Usually, the economy is self-stabilizing, Larry Summers, director of the National Economic Council told USDA's Ag Outlook Forum. "But occasionally—two or three times in a century—the mechanism breaks down and you have a vicious cycle. Prices fall, institutions stop lending, prices fall more, and so on. These vicious cycles come together, leading to a downward vortex. That's what [President] FDR was talking about when he said ‘The only thing to fear is fear itself [—nameless, unreasoning, unjustified terror which paralyzes needed efforts to convert retreat into advance].'”

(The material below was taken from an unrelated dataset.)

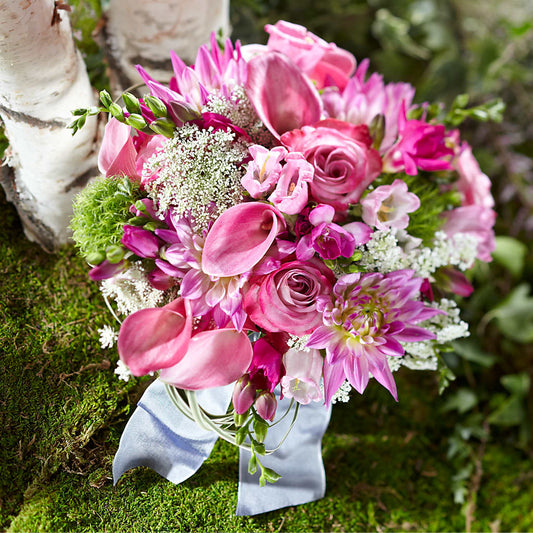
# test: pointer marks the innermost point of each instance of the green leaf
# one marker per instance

The weak economy needs to be fixed first, he said, through increased paychecks, the largest investment in infrastructure since the 1950s' highway system, and a move toward computerized medical records (which will lower medical costs). "The average supermarket is more information-technology intensive than the average hospital,” he notes.
The second part is financial stability, Summers said. "There is no excuse for a great deal of what has gone on. If credit shrivels up and breaks down, then no matter what the government does, we won't have the economics needed. The loss of a market to sell loans is the reason why banks don't want to lend.
"We must support the housing market,” he added. "We had the mother of all bubbles.
Now we need to:
- Make sure families can refinance at a lower interest rate despite a loss of equity as home values fell.
- Those who can't make their bills due to job loss, illness, etc., need some support and a lot of pressure on banks to write down payments.
- We can't allow financial institutions to collapse.”